The ECB's move intensified worries that major central banks are running out of tools to aid their economies.
"Japan has struck a chord in terms of the generalised perception that there isn't that much left in that tank for policymakers from a monetary standpoint," said Charlie Diebel, head of rates at London-based asset manager Aviva (LON:AV) Investors.
"Therefore, if you still need to provide stimulus, perhaps monetary policy isn't the way it is going to be forthcoming,"
The U.S. economy is far from robust, posting a sub-par 1.2percent increase in second quarter gross domestic product. However, Japan, the world's third-biggest economy, is struggling even more, eking out just 0.7 percent growth in the same period.
The BOJ will undertake a comprehensive review of its monetary policy at its Sept. 20-21 meeting, and there is speculation it may lower short-term interest rates deeper into negative territory and change its bond purchasing program.
Fed Chair Yellen and other U.S. policy-makers, who will convene during the same period as their Japanese counterparts, are widely expected to leave their benchmark policy rate unchanged in a range of 0.25-0.50 percent.

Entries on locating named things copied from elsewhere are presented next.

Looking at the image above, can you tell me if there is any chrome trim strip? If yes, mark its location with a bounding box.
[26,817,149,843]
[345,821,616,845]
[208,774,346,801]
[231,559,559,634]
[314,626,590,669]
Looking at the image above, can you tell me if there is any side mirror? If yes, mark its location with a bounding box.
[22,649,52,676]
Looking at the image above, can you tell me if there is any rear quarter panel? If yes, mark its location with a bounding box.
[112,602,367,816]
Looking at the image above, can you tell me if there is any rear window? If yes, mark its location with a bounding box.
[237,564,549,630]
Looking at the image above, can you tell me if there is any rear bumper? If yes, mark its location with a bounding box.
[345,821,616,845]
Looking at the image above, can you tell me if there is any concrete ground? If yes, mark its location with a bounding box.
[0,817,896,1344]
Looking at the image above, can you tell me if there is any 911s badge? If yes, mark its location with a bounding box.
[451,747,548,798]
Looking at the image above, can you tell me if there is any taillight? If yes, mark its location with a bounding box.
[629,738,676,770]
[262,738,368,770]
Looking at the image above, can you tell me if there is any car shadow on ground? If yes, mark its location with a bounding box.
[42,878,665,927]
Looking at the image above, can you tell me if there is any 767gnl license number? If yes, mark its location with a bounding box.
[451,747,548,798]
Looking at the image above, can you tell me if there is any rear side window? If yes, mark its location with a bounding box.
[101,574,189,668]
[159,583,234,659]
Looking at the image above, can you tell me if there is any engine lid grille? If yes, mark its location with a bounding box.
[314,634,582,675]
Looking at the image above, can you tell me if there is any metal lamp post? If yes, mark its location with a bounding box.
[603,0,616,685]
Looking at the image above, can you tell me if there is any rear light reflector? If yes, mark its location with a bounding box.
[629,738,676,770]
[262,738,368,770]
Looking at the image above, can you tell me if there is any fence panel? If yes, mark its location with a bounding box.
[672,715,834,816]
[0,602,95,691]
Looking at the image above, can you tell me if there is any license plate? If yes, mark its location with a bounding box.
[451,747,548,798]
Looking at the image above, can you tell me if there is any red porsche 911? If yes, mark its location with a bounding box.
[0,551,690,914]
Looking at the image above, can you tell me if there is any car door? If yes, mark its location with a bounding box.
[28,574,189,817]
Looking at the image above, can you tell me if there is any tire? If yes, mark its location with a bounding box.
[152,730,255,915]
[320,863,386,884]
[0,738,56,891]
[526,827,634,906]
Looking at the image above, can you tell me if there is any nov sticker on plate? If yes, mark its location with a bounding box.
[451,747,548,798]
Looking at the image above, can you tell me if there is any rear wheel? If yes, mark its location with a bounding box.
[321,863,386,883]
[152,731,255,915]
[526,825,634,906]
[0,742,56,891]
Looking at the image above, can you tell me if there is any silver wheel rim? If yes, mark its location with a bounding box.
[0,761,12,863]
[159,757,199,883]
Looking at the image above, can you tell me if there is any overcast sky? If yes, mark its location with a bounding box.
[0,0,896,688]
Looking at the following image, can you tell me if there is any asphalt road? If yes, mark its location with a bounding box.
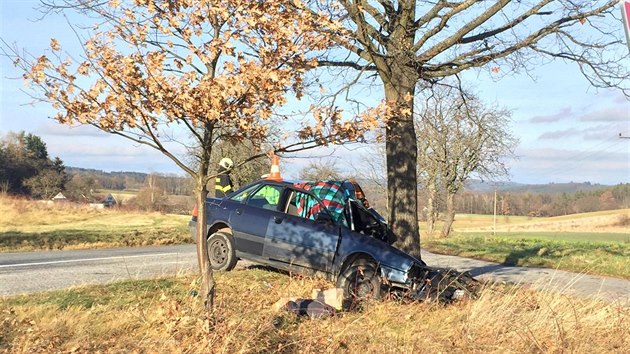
[0,245,197,296]
[0,245,630,305]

They will likely keep the door open for a rate increase by year-end.
To be sure, if the Fed stuns investors by raising rates within hours of their Japanese counterparts' decision, that would overshadow anything coming from Tokyo.
The consensus is the Fed will keep its powder dry given the recent patch of soft economic data. Also, it may be reluctant to raise rates, and possibly upset financial markets, ahead of a tightening presidential election on Nov. 8.
ONE FOOT OUT THE DOOR
Japan's struggle has persisted even as the BOJ adopted unconventional measures of negative interest rates and massive asset purchases aimed at spurring consumption and investments, while also helping exports with a weaker yen.
Instead the yen has risen 15 percent against the dollar and 13 percent versus the euro so far this year. Bond curves globally have meanwhile steepened, led by a rise in Japanese long-term yields, in the past couple of weeks.
"If you think about the last 15-20 years, we always thought Japan was the outlier. In fact, it turned out they were pretty much the leader," said Ashley Perrott, head of Asian fixed income at UBS Asset Management in Singapore.
"The rest of the world has followed the Japan path to lower yields. And I think they are still probably leading," he said.
The BOJ's ability to communicate its intent is therefore key, and some analysts even suspect the confusion heading into Wednesday's meeting is intentional, aimed at upsetting the single-bet mentality in the market and thus limit any fallout.
Interest rate markets implied traders expect a 17 percent chance the BOJ would lower its target rate to -0.30 percent onWednesday and a 14 percent chance the Fed would raise the federal funds rate by a quarter point, according to Reuters data.
Real money and leveraged investors are therefore playing it extremely safe. Perrott, whose team manages $3 billion in its Asian portfolios, has cut back on interest rate exposure, while still holding derivatives that will protect UBS should bond markets rally once again.
"It is a wild card and will definitely see markets move," Scott Mather, chief investment officer of U.S. Core Strategies and a managing director at the $1.5 trillion Pacific Investment Management Co (PIMCO), referring to the BOJ.
"We are relatively neutral on the government-bond market and we don’t have a large position to our risk exposure in Japan. Definitely, investors are coming up to the sense that the effect of monetary stimulus is not as advertised.”